Giovani (forse) si diventa. Ma c’è un tempo per ogni cosa. Lo dice anche Ben Stiller

Anche se il paragone con Woody Allen sembra eccessivo o quantomeno affrettato, il giovane newyorkese Noah Baumbach è uno dei registi contemporanei da tenere d’occhio. Nato a Brooklyn, Baumbach è, infatti, da dieci anni uno degli autori più stimati nel panorama dell’industria indipendente americana, capace di compensare budget assai ridotti grazie a copioni ricchi di energia e di humor e all’apporto di attori che hanno accettato con piacere di prestare il proprio talento a personaggi sfaccettati, complessi e, talvolta, non così lontani dall’orlo di una crisi di nervi.
La sua opera prima, “Il calamaro e la balena” raccontava, con uno sguardo al contempo lucido e ironico, affettuoso e amaro, la progressiva, inesorabile disgregazione di un nucleo familiare medio-borghese, a partire dalla separazione fra l’accademico Bernard, ex scrittore di successo e intellettuale un po’ snob, e sua moglie Joan, impegnata a uscire dall’ombra del marito costruendosi una propria carriera letteraria e frequentando un aitante istruttore di tennis di nome Ivan. A ritrovarsi in un perenne stato di transito fra un genitore e l’altro, alle prese con un’instabilità fisica ed emotiva che va a sommarsi ai consueti turbamenti dell’adolescenza, sono il sedicenne Walt, succube suo malgrado della figura paterna, e il dodicenne Frank, che prende invece le parti della madre.
Bilanciando accuratamente humor e realismo, Baumbach non cede a forzature e semplificazioni: ed è appunto questa intima “verità” a rendere “Il calamaro e la balena” un film tanto vivido e credibile, con personaggi in grado di toccarci proprio in virtù delle loro imperfezioni.
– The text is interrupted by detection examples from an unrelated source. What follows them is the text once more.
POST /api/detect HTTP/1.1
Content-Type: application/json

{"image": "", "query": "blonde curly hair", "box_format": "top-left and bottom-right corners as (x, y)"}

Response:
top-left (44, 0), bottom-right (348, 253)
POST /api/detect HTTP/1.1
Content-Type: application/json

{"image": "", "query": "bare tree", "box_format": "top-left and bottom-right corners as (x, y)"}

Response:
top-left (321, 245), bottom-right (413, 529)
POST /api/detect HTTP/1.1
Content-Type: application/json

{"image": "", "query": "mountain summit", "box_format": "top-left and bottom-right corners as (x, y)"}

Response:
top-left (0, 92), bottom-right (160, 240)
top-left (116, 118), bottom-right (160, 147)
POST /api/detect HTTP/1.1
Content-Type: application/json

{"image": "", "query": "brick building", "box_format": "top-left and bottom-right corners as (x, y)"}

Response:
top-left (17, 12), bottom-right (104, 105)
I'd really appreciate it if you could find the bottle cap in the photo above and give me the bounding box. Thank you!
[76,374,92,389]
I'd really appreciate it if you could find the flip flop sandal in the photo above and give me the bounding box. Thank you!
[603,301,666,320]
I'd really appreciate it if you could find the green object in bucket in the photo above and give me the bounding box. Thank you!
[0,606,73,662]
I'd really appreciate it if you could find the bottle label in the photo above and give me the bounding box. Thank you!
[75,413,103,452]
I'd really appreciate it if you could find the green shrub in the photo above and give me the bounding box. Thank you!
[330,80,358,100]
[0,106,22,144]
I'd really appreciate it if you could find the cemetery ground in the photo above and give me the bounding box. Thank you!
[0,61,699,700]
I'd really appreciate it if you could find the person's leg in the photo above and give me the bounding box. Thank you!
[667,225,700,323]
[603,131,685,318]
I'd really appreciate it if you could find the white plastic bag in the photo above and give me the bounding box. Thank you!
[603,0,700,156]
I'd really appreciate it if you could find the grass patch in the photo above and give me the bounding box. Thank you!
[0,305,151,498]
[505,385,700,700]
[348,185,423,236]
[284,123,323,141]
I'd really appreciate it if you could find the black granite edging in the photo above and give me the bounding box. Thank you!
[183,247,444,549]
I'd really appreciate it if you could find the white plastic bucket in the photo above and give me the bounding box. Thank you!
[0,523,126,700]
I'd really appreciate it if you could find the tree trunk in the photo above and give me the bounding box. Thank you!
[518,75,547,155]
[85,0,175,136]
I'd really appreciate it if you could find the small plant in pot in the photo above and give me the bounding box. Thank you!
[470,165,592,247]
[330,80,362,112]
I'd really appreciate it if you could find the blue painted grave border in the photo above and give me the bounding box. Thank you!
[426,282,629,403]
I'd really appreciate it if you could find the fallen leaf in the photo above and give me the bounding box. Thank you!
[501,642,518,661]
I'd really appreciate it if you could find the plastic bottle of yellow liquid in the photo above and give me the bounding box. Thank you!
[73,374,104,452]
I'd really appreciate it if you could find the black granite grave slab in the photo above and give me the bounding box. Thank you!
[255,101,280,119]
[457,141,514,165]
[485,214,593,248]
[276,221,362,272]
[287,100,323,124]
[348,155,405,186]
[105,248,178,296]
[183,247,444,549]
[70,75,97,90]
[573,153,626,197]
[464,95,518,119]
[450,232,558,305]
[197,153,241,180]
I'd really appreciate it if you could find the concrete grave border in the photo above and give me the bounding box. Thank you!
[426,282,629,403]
Una pellicola che parla della famiglia, dei legami che la caratterizzano, della sua importanza per la crescita di ognuno di noi.
Anche nella sua ultima pellicola, “Giovani si diventa”, al centro della storia c’è un nucleo familiare, ristretto perché si tratta soltanto di un marito e di una moglie, ma sempre una famiglia, alle prese con un periodo delicato del loro rapporto. L’ambiente è quello della middle class intellettuale della Grande Mela, osservato dal regista con partecipazione e inevitabili rimandi autobiografici (ecco perché il paragone con Allen). Ben Stiller è un documentarista, impegnato da lungo tempo nella post-produzione di un’opera ambiziosa; la sua tranquilla routine accanto alla moglie Cornelia muta però all’improvviso quando Josh viene avvicinato da un suo giovane fan adorante, Jamie, aspirante documentarista sposato con Darby. Stuzzicato dalla fervente ammirazione del ragazzo, Josh comincia a frequentare lui e la moglie, coinvolgendo anche Cornelia, inizialmente riluttante; eppure, ai due coniugi quarantenni basterà qualche incontro per farsi ammaliare dallo stile di vita alternativo e bohémien di Jamie e Darby, contraddistinto da orari molto flessibili, piccole follie ed esperienze bizzarre e inedite. La fascinazione della coppia nei confronti dei loro amici poco più che ventenni funge così da viatico per un inevitabile bilancio esistenziale, spingendoli a un tentativo di rinnovamento. Scopriranno che non è tutto oro quello che luccica e che c’è un tempo per ogni età e generazione. Impareranno ad accettarsi per quello che sono e ad affidarsi l’un l’altro. Come per il suo primo film, Baumbach tratteggia personaggi in cui è facile identificarsi, inquieti e un po’ sperduti, alla ricerca di un equilibrio, specchio della confusione dei nostri tempi, in cui spesso si naviga a vista.